At level 5, Troy has 18 trait points. He can purchase one +4 trait (6 points), two +3 traits (6 points total), two +2 traits (4 points) and two +1 traits (2 points).

I decide on: Aim +4; Medic +1; Melee +2; Moxy +3; Munitions +2; Security +1; Stealth +3

Wow! This is MUCH tougher. I went back and forth several times trying to find the right distribution for points, and I still feel like I’m left wanting. I’d love to have some more points. Now, my +4 attack bonus is not so awesome against a comparable foe’s +3 Save bonus to dodge. Holy snap but this solved several problems at once.
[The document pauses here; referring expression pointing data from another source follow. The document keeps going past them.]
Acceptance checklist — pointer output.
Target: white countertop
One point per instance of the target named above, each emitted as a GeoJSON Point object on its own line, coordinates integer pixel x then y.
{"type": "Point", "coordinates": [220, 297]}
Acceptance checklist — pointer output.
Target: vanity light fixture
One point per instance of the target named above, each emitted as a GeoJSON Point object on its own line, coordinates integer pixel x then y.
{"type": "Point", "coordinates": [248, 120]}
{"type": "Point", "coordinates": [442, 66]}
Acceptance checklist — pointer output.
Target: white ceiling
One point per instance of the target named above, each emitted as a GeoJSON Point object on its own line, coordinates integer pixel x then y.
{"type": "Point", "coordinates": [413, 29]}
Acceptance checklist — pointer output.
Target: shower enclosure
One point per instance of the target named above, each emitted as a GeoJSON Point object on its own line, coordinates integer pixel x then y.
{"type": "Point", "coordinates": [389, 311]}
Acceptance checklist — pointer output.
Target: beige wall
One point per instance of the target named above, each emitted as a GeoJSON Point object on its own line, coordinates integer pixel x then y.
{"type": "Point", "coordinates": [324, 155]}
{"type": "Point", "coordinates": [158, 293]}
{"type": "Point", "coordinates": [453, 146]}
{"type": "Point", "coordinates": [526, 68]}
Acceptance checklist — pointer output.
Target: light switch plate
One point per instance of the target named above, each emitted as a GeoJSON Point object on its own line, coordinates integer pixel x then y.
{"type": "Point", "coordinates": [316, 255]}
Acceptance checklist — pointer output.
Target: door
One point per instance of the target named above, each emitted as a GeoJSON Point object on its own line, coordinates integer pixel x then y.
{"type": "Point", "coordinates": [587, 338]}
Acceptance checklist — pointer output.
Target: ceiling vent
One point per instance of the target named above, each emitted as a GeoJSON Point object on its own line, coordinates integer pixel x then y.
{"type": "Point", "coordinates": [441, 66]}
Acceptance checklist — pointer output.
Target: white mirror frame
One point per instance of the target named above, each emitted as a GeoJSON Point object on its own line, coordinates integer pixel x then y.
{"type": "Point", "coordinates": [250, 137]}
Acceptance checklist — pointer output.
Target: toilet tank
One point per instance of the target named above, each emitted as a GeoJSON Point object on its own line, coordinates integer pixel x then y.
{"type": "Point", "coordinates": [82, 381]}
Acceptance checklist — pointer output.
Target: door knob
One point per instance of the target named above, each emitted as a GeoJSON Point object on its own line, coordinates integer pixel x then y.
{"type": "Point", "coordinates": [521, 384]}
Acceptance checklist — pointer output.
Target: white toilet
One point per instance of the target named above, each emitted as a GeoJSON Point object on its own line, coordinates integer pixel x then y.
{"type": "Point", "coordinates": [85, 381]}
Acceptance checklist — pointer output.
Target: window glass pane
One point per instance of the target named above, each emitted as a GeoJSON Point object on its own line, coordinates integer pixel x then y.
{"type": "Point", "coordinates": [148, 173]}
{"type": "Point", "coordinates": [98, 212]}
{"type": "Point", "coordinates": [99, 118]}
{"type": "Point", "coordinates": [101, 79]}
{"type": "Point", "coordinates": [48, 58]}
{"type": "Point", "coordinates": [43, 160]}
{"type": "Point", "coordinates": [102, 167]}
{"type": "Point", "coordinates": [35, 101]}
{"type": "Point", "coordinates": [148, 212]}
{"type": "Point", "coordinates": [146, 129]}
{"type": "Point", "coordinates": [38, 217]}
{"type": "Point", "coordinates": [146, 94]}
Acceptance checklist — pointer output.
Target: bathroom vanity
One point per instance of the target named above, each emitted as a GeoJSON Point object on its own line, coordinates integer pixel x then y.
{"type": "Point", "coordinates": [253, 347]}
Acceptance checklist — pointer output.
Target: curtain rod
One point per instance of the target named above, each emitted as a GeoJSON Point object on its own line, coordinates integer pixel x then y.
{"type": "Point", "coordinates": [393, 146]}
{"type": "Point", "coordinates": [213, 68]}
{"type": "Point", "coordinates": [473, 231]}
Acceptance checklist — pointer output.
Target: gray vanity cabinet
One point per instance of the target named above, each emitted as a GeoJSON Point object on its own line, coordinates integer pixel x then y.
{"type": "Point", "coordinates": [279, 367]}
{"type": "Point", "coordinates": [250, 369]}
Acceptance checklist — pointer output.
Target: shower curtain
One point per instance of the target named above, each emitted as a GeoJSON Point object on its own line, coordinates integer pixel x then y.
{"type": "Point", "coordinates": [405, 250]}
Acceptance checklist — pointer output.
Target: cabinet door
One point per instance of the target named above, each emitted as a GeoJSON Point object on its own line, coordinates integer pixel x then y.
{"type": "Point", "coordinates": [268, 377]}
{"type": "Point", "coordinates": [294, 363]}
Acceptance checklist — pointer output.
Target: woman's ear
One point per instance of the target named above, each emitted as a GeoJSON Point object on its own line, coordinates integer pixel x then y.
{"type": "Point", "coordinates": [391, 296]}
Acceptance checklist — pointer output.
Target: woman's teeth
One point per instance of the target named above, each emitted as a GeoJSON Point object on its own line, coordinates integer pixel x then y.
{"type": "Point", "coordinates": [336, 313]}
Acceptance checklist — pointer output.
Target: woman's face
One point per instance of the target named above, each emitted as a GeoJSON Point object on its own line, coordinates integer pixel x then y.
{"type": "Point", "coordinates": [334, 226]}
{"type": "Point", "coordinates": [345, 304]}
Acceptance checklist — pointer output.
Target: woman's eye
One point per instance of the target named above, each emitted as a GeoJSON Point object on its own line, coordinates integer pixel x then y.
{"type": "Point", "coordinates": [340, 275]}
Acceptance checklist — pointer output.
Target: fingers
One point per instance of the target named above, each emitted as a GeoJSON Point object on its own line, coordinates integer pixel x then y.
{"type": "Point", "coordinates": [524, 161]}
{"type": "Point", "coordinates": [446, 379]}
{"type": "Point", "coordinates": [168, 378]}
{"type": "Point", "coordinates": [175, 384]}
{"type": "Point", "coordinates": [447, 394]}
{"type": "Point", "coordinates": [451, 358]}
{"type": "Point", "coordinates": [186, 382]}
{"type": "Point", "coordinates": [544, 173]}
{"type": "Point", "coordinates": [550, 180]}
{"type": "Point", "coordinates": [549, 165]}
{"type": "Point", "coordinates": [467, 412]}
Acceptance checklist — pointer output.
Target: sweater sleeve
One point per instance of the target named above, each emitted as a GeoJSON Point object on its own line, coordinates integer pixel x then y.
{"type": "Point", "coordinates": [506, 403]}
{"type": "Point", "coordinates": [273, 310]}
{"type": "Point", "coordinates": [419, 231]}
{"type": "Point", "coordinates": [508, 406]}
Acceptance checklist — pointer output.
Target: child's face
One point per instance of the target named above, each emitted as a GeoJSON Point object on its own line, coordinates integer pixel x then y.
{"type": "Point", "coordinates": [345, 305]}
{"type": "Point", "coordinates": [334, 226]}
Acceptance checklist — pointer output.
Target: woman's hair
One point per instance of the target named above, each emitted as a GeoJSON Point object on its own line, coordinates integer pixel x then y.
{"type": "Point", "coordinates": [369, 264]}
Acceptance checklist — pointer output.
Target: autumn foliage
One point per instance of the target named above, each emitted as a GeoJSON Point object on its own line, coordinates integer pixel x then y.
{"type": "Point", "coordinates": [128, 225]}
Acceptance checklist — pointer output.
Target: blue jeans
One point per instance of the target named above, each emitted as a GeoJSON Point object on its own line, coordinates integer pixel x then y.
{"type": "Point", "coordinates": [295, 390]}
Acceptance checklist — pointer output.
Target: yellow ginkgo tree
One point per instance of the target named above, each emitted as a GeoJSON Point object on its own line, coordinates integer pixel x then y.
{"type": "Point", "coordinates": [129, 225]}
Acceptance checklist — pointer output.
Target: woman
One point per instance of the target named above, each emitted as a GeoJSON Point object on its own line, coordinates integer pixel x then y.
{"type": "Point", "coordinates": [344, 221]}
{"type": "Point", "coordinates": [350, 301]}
Troy Revised (150 XP; 29 Hits)
Commando 5; Staff Sergeant (A-6); Save +3
Body D8; Mind D6; Prowess D10; Spirit D8
Aim +4; Medic +1; Melee +2; Moxy +3; Munitions +2; Security +1; Stealth +3
Weapons: AM-16 (Attack D10+4; Damage D10+4; Range 6); AM-45 Sidearm (Attack D10+4; Damage D8+4; Range 3); Survival Knife (Attack D10+2; Damage D8+3)

Here are some weapons of the ant army, as of my thinking right now:

Knives deal damage based on your BODY + a modifier.

Boot Knife = +2 (standard issue)
Survival Knife = +3 (10 Clout)
Machete = +4 (20 Clout)


Cost: 10 Clout
Damage: D8+1
Range: 5
Requirement: BODY D6

AM-45 Pistol
Cost: 10 Clout
Damage: D8+2
Range: 3
Requirement: None

AM-16 Assault Rifle
Cost: 25 Clout
Damage: D10+2
Range: 6
Requirement: BODY D8

AM-60 Machine Gun
Cost: 40 Clout
Damage: D12+2
Range: 7
Requirement: BODY D10

AM-203 Grenade Launcher
Cost: 40 Clout
Damage: D10+2 (each round affects all targets in a 1 cm square)
Range: 5
Requirement: BODY D6; MIND D6

AM-F1 Flamethrower
Cost: 50 Clout
Damage: D10+1
Range: 3 (affects all targets in a line 1 cm wide and 3 cm long; cannot extend range beyond this)
Requirements: BODY D10; MIND D6

Already I like this better, because the differences between weapons are more pronounced, and I can build a wide range of medium-grade assault rifles that all have minor mechanical tweaks to differentiate them.